The idea of speaking in front of a group makes most people worry. In fact, some people reported that they fear public speaking than death.
Suppose you are one of the millions who fear public speaking, or you want to improve your public speaking; in that case, this article is for you.
Public speaking is an excellent skill that is required for a leadership role. Whether you are an employee, business executive or community leader, we all should be comfortable speaking publicly to some level.
Regardless of your situation, you can become a better public speaker through a deliberate act of learning and practising.
Fear of Public Speaking?
Fear of public speaking has to do with many different elements, including how we feel, thinks, or acts. The theories exploring the fear of public speaking have identified four contributing factors, as explained by Dr Theo Tsaousides, a neuropsychologist & professor.
- Physiology – When confronted with a threat, our bodies prepare for battle. This hyperarousal leads to fear, and eventually, it prevents people from pursuing opportunities for public speaking.
- Thoughts – The people see the speaking event as a potential threat to their credibility, image, and chance to reach an audience. Negative views of oneself as a speaker can lead to the fear of speaking in public.
- Situations – Like lack of experience, status differences, new ideas, new audience, or degree of evaluation can also create intense fear in most speakers.
- Skills – Finally, another factor that contributes to the fear of public speaking is how skilled you are in the area.
Solutions to Fear of Public Speaking
As a member of Toastmasters Club, I have delivered more than ten prepared speeches and dozens of table topics. I have also spoken at seminars, webinars and training events.
Therefore, I tried each of the tips mentioned in this article. This advice also helped many other people to overcome their fear of public speaking.
1. Research about the topic
You are not supposed to be an expert in every topic, but you are expected to do some homework when speaking to others. When you care about something, you learn about it, making it easier to talk about it.
So, if you’re going to speak on a topic, make sure you do some research from reputable sources and reference them. Your sources can be external data or internal company information. Research helps speakers to talk about facts, data-driven than purely emotions or generalization.

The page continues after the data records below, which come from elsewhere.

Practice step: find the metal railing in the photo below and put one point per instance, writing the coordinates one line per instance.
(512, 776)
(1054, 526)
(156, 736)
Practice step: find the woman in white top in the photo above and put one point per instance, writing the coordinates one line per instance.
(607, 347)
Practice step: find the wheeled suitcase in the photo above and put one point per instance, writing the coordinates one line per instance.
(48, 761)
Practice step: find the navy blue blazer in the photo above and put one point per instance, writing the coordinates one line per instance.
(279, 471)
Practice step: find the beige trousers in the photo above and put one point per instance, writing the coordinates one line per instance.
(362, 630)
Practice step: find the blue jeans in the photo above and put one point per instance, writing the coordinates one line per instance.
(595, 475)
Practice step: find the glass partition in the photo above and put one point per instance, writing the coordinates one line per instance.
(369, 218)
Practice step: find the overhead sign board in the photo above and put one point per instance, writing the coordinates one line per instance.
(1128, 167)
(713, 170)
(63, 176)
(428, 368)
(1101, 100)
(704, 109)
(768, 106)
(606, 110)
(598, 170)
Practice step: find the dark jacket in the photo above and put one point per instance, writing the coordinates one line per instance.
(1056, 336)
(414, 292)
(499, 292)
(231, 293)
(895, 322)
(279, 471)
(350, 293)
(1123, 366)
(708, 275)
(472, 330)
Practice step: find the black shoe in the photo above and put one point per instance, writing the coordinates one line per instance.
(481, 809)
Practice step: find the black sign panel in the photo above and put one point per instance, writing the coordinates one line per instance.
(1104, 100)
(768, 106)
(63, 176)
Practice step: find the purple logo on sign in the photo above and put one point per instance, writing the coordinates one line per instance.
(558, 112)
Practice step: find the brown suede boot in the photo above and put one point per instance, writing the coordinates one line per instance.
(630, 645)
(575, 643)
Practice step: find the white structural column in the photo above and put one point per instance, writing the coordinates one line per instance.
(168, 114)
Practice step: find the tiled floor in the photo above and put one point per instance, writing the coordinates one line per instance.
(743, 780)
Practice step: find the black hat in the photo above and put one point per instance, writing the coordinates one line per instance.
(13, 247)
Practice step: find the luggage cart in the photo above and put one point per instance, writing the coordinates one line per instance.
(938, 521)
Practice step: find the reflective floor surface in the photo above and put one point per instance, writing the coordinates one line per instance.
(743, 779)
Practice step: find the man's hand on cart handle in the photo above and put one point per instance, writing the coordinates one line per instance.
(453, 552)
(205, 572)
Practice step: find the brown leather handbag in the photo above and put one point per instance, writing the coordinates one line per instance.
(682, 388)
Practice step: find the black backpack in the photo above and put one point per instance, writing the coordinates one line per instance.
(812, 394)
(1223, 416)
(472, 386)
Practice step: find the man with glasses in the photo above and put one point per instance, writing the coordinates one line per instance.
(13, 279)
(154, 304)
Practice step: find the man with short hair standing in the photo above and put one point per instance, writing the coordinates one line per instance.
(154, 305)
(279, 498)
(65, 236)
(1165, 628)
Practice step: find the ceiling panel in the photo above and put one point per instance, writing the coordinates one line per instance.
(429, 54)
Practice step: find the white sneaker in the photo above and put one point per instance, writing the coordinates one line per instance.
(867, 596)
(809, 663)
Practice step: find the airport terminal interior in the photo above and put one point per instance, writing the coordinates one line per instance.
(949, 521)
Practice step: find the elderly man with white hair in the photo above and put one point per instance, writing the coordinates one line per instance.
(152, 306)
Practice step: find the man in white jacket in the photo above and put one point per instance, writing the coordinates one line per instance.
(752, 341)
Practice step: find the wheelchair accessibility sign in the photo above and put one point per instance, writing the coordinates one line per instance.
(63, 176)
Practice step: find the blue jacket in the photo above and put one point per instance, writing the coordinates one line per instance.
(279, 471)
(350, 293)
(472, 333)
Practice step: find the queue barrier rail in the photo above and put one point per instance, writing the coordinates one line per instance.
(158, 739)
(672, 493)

2. Know Your Audience (KYA)
Part of your research should include knowing your audience. You should ask yourself some questions: Who are the target audiences, why are would they listen to you? What do they want?
Getting the notes about these questions helps you to prepare a message that speaks directly to your audience.
The needs of a customer, vendor, employees, and board of directors are different under different circumstances. For instance, if your company is performing poorly, each stakeholder sees it differently.
3. Practice and Practice
Ralph C. Smedley, the founder of Toastmasters International, once said that “the unprepared speaker has a right to be afraid.”
He is very much right. Nothing takes the place of a focus practising if you aim to deliver a better speech. Depending on the nature of the presentation, you should write out a script of your key points or full speech. But do not memorise or read from the script during the speech.
Speech practice is one of the best pieces of advice we often give to new members as they prepare their toastmaster speeches. I often record my speech from start to end using both video and audio. The aim is to listen or watch the recording and take note of areas that need improvement. The areas may include my facial expression, body movements, choice of words and pause fillers ( um, you know, so etc.). Naturally, I am a fast speaker, and sometimes people don’t hear me. However, through practice, I learn to slow when speaking in public. It has improved and will continue.
4. Have Someone Review Your Presentation
Sometimes it can be helpful to have someone else objectively give feedback about your speech before presenting in front of the actual audience.
This person can be your family, colleague, or friend. With the proper evaluation approach, they can provide positive feedback and areas that can be presented better.
5. Join a local Toastmasters Club
One of the best low-cost ways to improve public speaking skills is to join a local toastmasters club. Toastmasters is an international body that focuses on helping its members in leadership and communication skills. The system has been around for close to 100 years. With less than $120 a year, you have access to materials, networks and platforms to improve your skills. Do not take my words for it; go to YouTube and search “Toastmasters International Speech Competition” to feel how some members are doing.
If you have the money, but not necessary, you can also take courses or hire a speech coach whose cost typically ranges from $1,000 to $10,000.
It does not matter which route your use; the critical step is to invest in yourself as a leader.
7. Use Stories and especially personal stories
Have you noticed something about the best TED talk presenters, religious and motivational speakers? They all infuse stories in their presentations. The act of sharing a story is powerful. It triggers an emotional connection between you and the listener. Presenters use stories to explain the status quo logically and then reveal the solution.
Stories become even more potent if it is your own story that shares personal feelings and experiences with the status quo.
8. Have an excellent ending
The ending is one of the key critical aspects of any presentation. You should include an inspiring call to action to motivate listeners to act.
You can use an approach Nancy Duarte the best-selling author of DataStory, describe as the new bliss: Tell them how much better their world will be when they adopt your ideas.
Time to Act
Now that you have learned some actionable ways to become a better public speaker, it’s time to get speaking!
And remember that personal development is a personal responsibility.